Sr. Business Risk Analyst - Modern Technologies. Tempe, Austin, Atlanta, Charlotte
The Sr. Business Risk Analyst - Modern Technologies will play a key role in the ongoing technology transformation journey of the Bank. This position will be responsible for the governance and operations of enterprise platforms with established security, compliance, risk and governance requirements of the Bank. This includes developing and operationalization operating guardrails and devising ways to accelerate and automate compliance as well as establishing relationships with technology and business leadership.
Analyzing and streamlining existing processes and maximizing automation is a major responsibility for this role, and it includes developing and operationalizing programmatic guardrails in collaboration with owners and architects of established and emerging enterprise platforms. In this role you will interact directly with a cross-functional team of multiple stakeholders across the bank including leadership teams of enterprise Cloud, API and DevSecOps platforms as well as overall enterprise platform governance leadership.
Qualifications
- Planning, execution of the fieldwork, for internal and external audit exams
- Security readiness assessment in compliance with FFIEC guidelines
- Operationalize status meeting and shared industry best practices and lessons learned
- Scheduling walkthrough meetings, collection of evidence, follow up and sharing the audit findings with stakeholders
- Quality Review of existing Risk Assessment Matrix to ensure compliance with regulation, internal policies and procedures.
- Collaborative relationship with key stakeholders within the Bank’s first and second line of defense, IT Risk and Compliance teams to ensure key performance indicators (KPI’s) and key risk indicators (KRI’s) are developed and monitored for compliance and reporting.

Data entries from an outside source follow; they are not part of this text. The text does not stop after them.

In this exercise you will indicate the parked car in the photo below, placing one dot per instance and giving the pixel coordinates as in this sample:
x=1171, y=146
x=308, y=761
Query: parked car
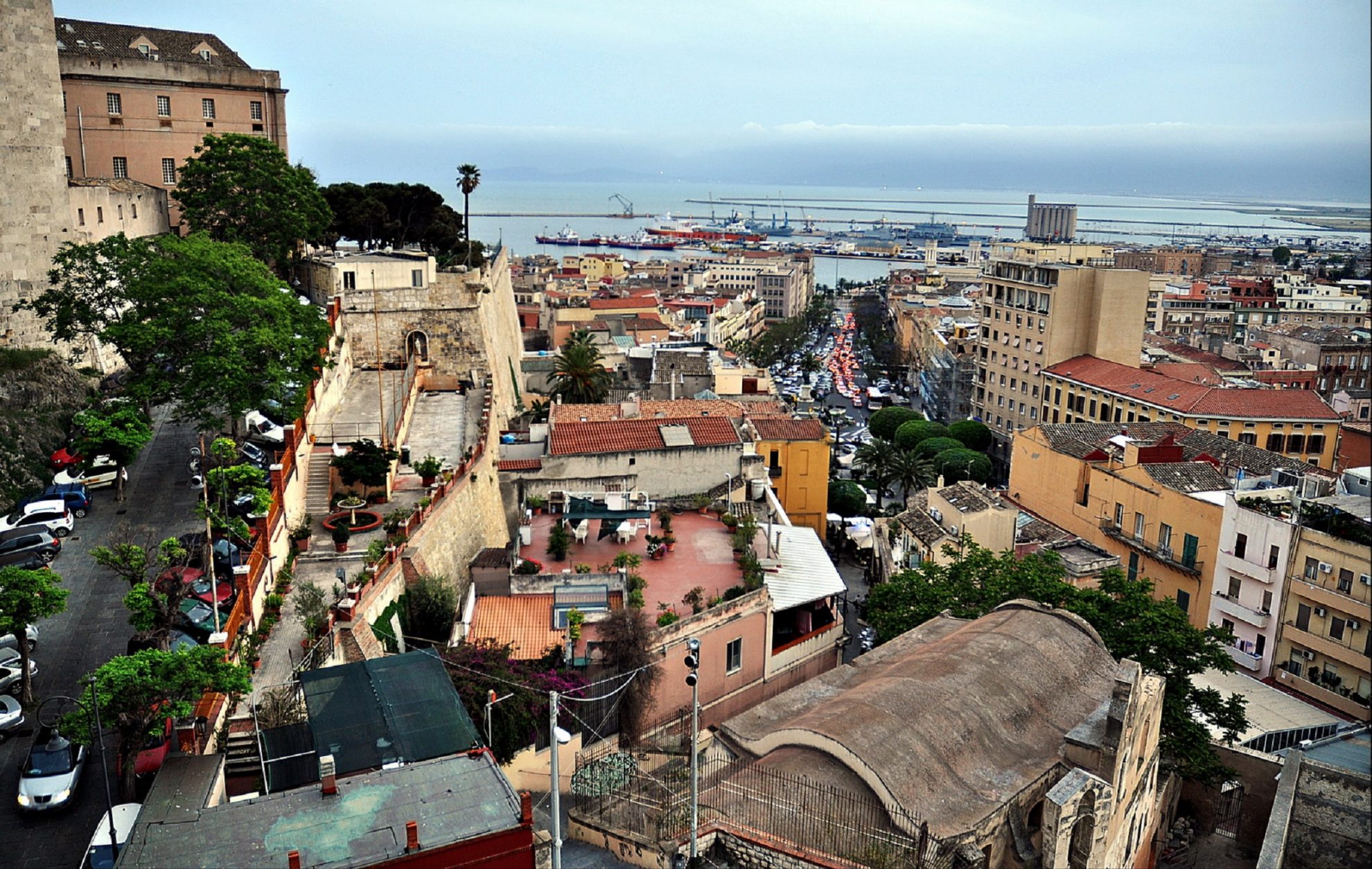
x=65, y=459
x=7, y=642
x=29, y=541
x=100, y=853
x=11, y=717
x=76, y=496
x=51, y=515
x=256, y=456
x=95, y=474
x=51, y=772
x=261, y=429
x=10, y=658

- Assess existing control frameworks and implementations within enterprise platforms against the security, risk and compliance requirements of the bank
- Provide subject matter expertise to strength controls design and implementation effectiveness
- Communicate platform control gaps and remediation plan to internal and external stakeholders
- Implement processes for continuous compliance of enterprise technology platforms against control framework across people, process and technology
- Partner with technical leadership and architects of enterprise platforms to continuously improve and maximize automation of the controls within the framework
- Partner with product managers of enterprise platforms to ensure control gap remediations are incorporated into platform delivery roadmaps and prioritized
- Engage with teams leveraging the platforms to ensure understanding of the risk mitigation provided by controls within the framework and what additionally is required by adopting teams
- Develop metrics and reporting to provide visibility to leadership and stakeholders on maturity of overall compliance across enterprise platforms
- Manage stakeholders and their expectations
- Effectively communicate ideas and information with peers, management, and customers - Serve as a Change Agent and contribute to a culture of continuous compliance
- Liaison with 1st, 2nd and 3rd Risk LOD - Liaison with Modern Platform owners and Application owners to ensure compliance
Skills
- 10+ years of overall industry experience, specifically around cybersecurity, IT risk management, IT audit or compliance
- 5+ years working experience with cloud platforms (AWS) and DevOps
- Passion for achieving excellence in delivery, solving complex problems, and taking ownership
- Expertise in IT operations and security control domains (including application security, change management, patch management, disaster recovery, data center operations, information security and networking)
- Knowledge of, and experience with, financial services regulatory frameworks such as PCI, SOX, FFIEC, CIS20, GDPR, GLBA, CCPA - At least one of the following security certifications: CISSP, CISM, PCI-QSA certifications, or Certified ISO27001 Lead Implementer
- Experience with enterprise IT management frameworks (e.g., COBIT, ITIL)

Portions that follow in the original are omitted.